Un juego inadmisible
En el último episodio de malos tratos a menores, los diferentes estamentos encargados de evitarlo han jugado una letal partida de pinball. El juego comenzaba el pasado diciembre, cuando los servicios médicos de un hospital barcelonés denunciaban, según el protocolo de actuación exigido, el ingreso de una menor que presentaba lesiones de sospechosa procedencia. La bolita sube para arriba impulsada por el pulsador de la observación médica. Pero, el peso de la misma, la lleva a bajar llegando a la Policía Local, que a su vez la vuelve a elevar lanzándola a la Policía Nacional y, desde allí, debido a lo alejado del recorrido y sus competencias, la vuelven a disparar por el tablero de este macabro juego tropezando en su camino con la burocracia de juzgados y jueces y sus insalvables normas de conducta, que la depositan con el siguiente lanzamiento en el hueco de los Servicios Sociales
y allí la mantienen, en espera del estudio del caso.

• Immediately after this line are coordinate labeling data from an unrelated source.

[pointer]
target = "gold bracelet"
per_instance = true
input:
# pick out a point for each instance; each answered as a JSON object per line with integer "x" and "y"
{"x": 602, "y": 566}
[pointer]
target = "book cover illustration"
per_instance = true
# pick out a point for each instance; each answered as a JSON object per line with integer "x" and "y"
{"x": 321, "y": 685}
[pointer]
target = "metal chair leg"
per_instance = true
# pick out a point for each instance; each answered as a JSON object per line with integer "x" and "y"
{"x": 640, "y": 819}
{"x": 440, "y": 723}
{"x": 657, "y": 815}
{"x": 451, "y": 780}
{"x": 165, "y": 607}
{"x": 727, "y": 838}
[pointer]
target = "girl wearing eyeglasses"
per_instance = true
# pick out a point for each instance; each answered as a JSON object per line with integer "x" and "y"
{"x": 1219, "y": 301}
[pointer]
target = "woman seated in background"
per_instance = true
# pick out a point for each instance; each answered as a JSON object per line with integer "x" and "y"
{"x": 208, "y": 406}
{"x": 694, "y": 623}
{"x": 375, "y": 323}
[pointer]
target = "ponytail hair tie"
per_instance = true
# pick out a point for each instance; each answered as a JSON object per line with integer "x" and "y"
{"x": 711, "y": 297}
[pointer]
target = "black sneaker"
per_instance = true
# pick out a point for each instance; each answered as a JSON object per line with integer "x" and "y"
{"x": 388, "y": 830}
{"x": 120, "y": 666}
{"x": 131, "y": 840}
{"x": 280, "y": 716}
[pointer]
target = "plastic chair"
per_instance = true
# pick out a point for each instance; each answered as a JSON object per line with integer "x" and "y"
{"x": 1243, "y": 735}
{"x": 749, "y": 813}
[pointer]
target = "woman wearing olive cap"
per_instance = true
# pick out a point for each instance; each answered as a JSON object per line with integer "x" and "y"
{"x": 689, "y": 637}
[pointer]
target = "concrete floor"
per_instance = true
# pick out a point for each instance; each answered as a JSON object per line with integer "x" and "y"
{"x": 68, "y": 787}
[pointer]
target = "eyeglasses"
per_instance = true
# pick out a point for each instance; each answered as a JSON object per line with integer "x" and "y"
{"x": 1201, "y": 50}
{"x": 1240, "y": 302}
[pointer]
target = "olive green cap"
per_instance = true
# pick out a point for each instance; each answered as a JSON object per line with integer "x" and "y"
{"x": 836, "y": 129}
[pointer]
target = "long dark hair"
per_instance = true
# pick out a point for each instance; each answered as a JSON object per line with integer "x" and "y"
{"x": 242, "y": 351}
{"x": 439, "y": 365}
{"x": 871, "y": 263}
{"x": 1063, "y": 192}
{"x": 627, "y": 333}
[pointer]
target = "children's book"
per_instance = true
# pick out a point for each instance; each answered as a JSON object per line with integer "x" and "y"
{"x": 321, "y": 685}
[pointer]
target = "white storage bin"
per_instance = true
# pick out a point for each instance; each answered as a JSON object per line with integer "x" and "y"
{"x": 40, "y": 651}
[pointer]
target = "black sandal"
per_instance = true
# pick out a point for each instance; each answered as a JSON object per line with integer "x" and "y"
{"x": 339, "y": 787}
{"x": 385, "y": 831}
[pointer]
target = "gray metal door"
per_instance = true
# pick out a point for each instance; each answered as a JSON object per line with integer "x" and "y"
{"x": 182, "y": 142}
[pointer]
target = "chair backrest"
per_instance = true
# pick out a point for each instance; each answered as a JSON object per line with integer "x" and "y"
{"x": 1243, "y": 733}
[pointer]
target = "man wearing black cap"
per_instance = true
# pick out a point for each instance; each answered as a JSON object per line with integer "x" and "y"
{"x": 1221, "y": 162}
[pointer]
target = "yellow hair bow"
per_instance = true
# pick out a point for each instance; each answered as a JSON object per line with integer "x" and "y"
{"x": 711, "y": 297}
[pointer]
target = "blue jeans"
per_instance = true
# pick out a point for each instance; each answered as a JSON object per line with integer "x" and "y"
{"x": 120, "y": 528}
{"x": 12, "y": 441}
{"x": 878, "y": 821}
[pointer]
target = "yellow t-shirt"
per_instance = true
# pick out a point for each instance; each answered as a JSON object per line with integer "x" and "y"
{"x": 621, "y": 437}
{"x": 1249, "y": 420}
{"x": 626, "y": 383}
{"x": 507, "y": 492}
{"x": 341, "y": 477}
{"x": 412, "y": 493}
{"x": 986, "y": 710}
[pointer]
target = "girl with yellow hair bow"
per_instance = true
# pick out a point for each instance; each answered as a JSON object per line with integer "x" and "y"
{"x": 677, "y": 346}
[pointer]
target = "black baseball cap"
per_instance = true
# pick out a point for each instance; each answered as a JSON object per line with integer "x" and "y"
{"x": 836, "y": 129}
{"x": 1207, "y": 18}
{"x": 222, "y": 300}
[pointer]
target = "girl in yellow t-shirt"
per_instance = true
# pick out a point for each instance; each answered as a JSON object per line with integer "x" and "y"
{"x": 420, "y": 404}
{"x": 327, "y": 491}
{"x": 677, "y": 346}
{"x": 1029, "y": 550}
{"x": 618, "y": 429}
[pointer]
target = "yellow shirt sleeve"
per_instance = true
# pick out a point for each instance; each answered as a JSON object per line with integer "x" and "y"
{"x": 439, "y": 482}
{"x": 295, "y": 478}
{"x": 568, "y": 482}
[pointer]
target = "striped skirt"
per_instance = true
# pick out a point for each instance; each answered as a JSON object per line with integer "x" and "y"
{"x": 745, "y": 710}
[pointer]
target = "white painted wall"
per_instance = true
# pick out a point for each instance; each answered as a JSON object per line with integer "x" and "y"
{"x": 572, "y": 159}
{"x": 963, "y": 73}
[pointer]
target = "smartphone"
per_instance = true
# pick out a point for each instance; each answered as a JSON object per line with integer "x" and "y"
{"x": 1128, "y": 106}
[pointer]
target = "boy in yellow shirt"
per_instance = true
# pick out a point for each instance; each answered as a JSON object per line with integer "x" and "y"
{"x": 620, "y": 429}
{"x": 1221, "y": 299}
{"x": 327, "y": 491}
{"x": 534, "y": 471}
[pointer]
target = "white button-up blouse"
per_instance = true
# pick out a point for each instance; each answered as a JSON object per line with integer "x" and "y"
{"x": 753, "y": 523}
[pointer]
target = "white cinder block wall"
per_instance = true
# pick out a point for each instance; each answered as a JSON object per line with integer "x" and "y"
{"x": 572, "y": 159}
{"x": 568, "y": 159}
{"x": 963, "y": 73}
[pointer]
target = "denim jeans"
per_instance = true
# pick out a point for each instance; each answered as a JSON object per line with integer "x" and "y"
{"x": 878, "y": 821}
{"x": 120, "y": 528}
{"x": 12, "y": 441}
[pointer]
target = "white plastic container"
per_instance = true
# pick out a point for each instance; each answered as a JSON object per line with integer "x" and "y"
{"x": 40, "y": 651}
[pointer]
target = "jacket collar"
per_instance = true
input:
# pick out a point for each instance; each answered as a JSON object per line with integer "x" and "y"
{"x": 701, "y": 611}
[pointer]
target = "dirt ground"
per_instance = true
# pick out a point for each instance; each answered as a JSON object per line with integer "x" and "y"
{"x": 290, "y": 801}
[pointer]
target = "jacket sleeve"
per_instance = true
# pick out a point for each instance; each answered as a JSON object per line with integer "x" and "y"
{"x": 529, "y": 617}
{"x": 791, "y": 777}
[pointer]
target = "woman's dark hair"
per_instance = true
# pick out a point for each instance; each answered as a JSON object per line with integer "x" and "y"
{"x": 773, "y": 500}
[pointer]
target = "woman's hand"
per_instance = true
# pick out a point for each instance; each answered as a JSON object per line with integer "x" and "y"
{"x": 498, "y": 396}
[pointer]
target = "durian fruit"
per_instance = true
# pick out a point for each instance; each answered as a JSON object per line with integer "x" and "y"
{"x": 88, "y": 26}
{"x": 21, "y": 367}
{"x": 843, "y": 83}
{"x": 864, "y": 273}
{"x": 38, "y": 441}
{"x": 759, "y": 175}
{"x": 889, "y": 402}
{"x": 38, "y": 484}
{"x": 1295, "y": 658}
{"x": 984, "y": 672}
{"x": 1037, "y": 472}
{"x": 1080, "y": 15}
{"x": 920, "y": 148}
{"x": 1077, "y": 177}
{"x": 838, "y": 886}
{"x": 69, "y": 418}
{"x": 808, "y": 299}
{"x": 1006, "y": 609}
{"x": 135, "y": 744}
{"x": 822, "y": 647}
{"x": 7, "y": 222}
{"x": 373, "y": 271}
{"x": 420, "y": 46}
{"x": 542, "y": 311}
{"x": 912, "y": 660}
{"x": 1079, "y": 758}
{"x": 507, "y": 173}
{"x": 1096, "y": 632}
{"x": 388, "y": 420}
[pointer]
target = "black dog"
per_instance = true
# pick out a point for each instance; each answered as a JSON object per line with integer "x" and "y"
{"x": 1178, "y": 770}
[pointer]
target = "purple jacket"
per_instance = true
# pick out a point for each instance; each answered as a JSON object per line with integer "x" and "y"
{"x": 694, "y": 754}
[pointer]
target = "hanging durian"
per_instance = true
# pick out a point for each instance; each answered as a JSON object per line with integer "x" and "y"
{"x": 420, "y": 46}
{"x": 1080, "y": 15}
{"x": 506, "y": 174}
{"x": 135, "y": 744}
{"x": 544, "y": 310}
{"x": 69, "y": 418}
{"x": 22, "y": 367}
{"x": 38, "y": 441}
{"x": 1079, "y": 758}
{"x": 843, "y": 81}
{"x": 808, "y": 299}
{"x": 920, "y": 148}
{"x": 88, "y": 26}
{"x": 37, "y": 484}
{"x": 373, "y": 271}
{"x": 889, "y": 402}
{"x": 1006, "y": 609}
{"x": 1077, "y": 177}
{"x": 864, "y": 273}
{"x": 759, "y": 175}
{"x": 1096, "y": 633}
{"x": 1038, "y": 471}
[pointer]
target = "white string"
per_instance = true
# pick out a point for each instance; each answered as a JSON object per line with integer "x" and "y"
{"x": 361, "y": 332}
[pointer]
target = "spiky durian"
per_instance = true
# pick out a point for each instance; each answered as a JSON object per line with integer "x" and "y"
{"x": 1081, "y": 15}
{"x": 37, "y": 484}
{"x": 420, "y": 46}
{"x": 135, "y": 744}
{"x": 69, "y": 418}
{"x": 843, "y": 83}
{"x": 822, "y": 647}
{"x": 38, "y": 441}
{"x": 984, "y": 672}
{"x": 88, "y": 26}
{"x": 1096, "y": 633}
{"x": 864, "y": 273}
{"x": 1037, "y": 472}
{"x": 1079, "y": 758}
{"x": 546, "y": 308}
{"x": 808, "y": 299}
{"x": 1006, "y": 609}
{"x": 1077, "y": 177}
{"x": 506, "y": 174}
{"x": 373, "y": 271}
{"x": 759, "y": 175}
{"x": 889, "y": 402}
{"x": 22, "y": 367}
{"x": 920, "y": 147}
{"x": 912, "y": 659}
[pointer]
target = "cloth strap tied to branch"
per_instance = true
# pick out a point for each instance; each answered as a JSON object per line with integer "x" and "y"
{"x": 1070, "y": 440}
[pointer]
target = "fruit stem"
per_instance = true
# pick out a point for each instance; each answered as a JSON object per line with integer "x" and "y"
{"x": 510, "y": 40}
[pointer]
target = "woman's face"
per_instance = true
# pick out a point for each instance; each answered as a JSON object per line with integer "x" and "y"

Mientras tanto, una niña queda totalmente desamparada. Perdida entre bandazos de trámites y protocolos, a merced de las manos cobardes de su maltratador. De las mentiras ahora investigadas y creídas por todos anteriormente de su madre, que si no ha levantado las manos contra ella, ha callado y permitido las agresiones. Y también del uso que han hecho de ella los padres en la guerra de su separación. Y así, de una mesa de despacho a otra
el juego llegaba a su lamentable final.
El pasado 4 de marzo, Alba, una niña de apenas cinco años, inmerecida e indignantemente protagonista de este juego, llegó a un hospital barcelonés en estado de coma. Ingresó debido a la brutal paliza que le había propinado supuestamente el compañero sentimental de su madre. La bola del desorden y la descoordinación entre los diferentes estamentos encargados de evitarlo ha jugado una letal partida con una inocente como víctima. ¿Quién va a pagar por ello?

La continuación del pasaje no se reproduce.